The Vishaka judgment thus marked a critical intervention by the Supreme Court to protect women’s rights and laid the foundation for future legislation on the prevention of sexual harassment at the workplace in India. The guidelines given by the apex court became the base for the Sexual Harassment of Women at Workplace (Prevention, Prohibition and Redressal) Act, 2013 (“POSH Act”).

Key provisions of Vishaka Guidelines-

Definition: Sexual harassment means any type of physical contact or advances, demanding any sexual favors, showing pornography or any other unwelcome conduct whether it is physical, verbal or non-verbal act towards a woman.

Preventive Steps: Employers were required to take proactive measures to prevent sexual harassment, including the formulation of policies, awareness programs, and the display of notices regarding the consequences of sexual harassment.

Complaint Mechanism: Establishment of a complaints committee in each workplace, which must be headed by a woman and have at least half of its members as women. The committee should also include a third-party member from an NGO or another body familiar with sexual harassment issues.

Disciplinary Action: Guidelines for taking appropriate action against the perpetrator if the complaint is substantiated.

Awareness: Emphasis on creating awareness and conducting sensitization programs to educate employees about sexual harassment and the guidelines.

Significance of Vishaka Guidelines-

  • The Vishaka Guidelines provided immediate and much-needed protection for women at workplaces across India.
  • The guidelines served as the basis for the Sexual Harassment of Women at Workplace (Prevention, Prohibition and Redressal) Act, 2013, which codified the guidelines into law.
  • The case is a prime example of judicial activism where the Supreme Court stepped in to fill a legislative void and protect fundamental rights.
  • It led to increased awareness about sexual harassment in the workplace and urged organizations to adopt policies and training programs to prevent such behavior.


The Vishaka case marked a pivotal moment in the fight against sexual harassment in India, highlighting the role of the judiciary in safeguarding human rights and prompting legislative action to protect women in the workplace. Although due to lack of evidence Bhanwari Devi was not successful in getting justice, but this case helped all the women in this country to be protected by the guidelines issued by the apex court.  These guidelines established a framework for addressing sexual harassment and ensuring that women’s rights to work with dignity were upheld.

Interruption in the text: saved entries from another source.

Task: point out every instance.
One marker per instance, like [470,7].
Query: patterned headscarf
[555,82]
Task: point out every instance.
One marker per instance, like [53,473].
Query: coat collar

Based on these guidelines the Indian Legislatures finally adopted “The Sexual Harassment of Women at Workplace (Prevention, Prohibition and Redressal) Act, 2013 “(POSH Act), which came into effect on 23 April 2013.

It is also important to note that though such legislations have been enacted to safeguard women, India still ranks as one of the most dangerous countries for women. From a law school to a multi-national company, women still face a lot of discrimination and unpleasant sexual advances from the colleagues and employers. Hence, it is our responsibility to ensure the safety of women not only at workplace but everywhere.

Frequently Asked Questions (FAQs)-

  1. What prompted the Vishaka Case?

   The case was prompted by the brutal gang rape of Bhanwari Devi a social worker in 1992, which exposed the loophole in the legal system regarding the protection of women from sexual harassment at workplace. This incident led to the filing of a PIL to address this gap.

  1. Why is the Vishaka case considered a landmark judgement?

The Vishaka vs State of Rajasthan is considered as a landmark judgement because it addressed the problem of sexual harassment of women at workplace. The apex court issued guidelines on how should such cases be treated at an organization and made it binding in all institutions both government and private. Apex court used its function of judicial activism and issued guidelines until the legislature makes law on it.

  1. What are the Vishaka Guidelines?

The Vishaka Guidelines are a set of guidelines issued by the Supreme Court of India in 1997 to prevent sexual harassment of women at the workplace. These guidelines include definitions of sexual harassment, preventive measures, a complaint mechanism, and the requirement for awareness programs.